Shareholding within a company: what if things no longer work between the shareholders? (Part 1)

When tensions arise between shareholders, this can have a major impact on the operation of the company. These tensions will usually be situated in the professional sphere, for example because the shareholders do not agree on the future of the company, but can also be caused in the private lives of the shareholders. This includes a relationship breakdown, family quarrels or serious bullying.

Such situations are often untenable, which necessitates the departure of one (or more) shareholder(s). But what options are there for this?

In this first part, we discuss the dispute settlement procedure (article 2:60 ff CAC). Please note, the dispute settlement is only regulated by law for the (unlisted) BV and NV.

The dispute settlement procedure has two variants: exclusion and withdrawal.

In the claim for exclusion requests one shareholder (or several shareholders together) to exclude another shareholder from the company. The shareholder who is excluded will in that case be obliged to transfer his shares. There is a legal threshold of 30% for the claim for exclusion. This means that the shareholders filing this claim must have at least 30% of the votes, the profit rights (BV) or shares in the capital (NV) alone or together.

At a disengagement asks a shareholder to be allowed to leave the company, whereby the other shareholders are obliged to take over his shares. Unlike the claim for exclusion, there is no threshold for the claim for withdrawal. Every shareholder can therefore rely on this.

Both the exclusion and the disengagement cannot take place just like that. There must be a valid reason be demonstrated. However, the interpretation of this concept is not legally defined, so that the company situation must be assessed on a company-by-company basis. Moreover, depending on the claim, the term is interpreted differently by the courts.

The exclusion claim concerns any fact that is so serious that it is inconceivable for a reasonable person for the shareholder in question to remain in the company or in any way to be particularly undesirable or inappropriate. Moreover, the valid reason must be of such a nature that the presence of this shareholder endangers the fundamental interests or the continuity of the company.
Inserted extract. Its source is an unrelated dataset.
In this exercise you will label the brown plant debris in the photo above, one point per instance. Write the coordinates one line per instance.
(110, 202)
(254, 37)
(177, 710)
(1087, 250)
In the claim for withdrawal, the valid reason must be of such a nature that the shareholder in question can no longer reasonably be expected to remain in the company. Unlike the foreclosure claim, it is not necessarily required that the good cause poses a threat to the corporate interest. The interest of the shareholder requesting the withdrawal is central to this claim. In principle, it is also not required that the other shareholders have committed an error.

Couple of examples of situations that have already been accepted as well-founded reasons in the past: refusal to carry out a capital increase necessary for the company, serious and permanent disagreement that paralyzes the functioning of the company (e.g. when decisions can no longer be taken), incorporation of a competing company, abuse of a majority or minority, breaking off of advanced talks about a share takeover,… Situations in private life, such as bullying outside the company context or relationship difficulties, have already been accepted as valid reasons. In the event of exclusion, however, it must be demonstrated that these private situations weigh on the functioning of the company.

Of course, the dispute settlement procedure is only one of the many options that you have as a shareholder to assert your rights or to resolve a conflict. In addition, the dispute settlement procedure is regarded as the “ultimate remedy”. This means that, in principle, recourse to this procedure can only be sought in so far as other avenues have previously been explored. This may include the exercise of the right to ask questions at the general meeting, the exercise of individual powers of investigation and control, etc.

In addition to the dispute settlement, there is also the option of exclusion or withdrawal at the expense of the company's assets. The main difference is that it is not the “remaining” shareholders who finance the acquisition of the shares of the excluded/retiring shareholder, but the company itself. This possibility will be explained in more detail in a later blog (part 2).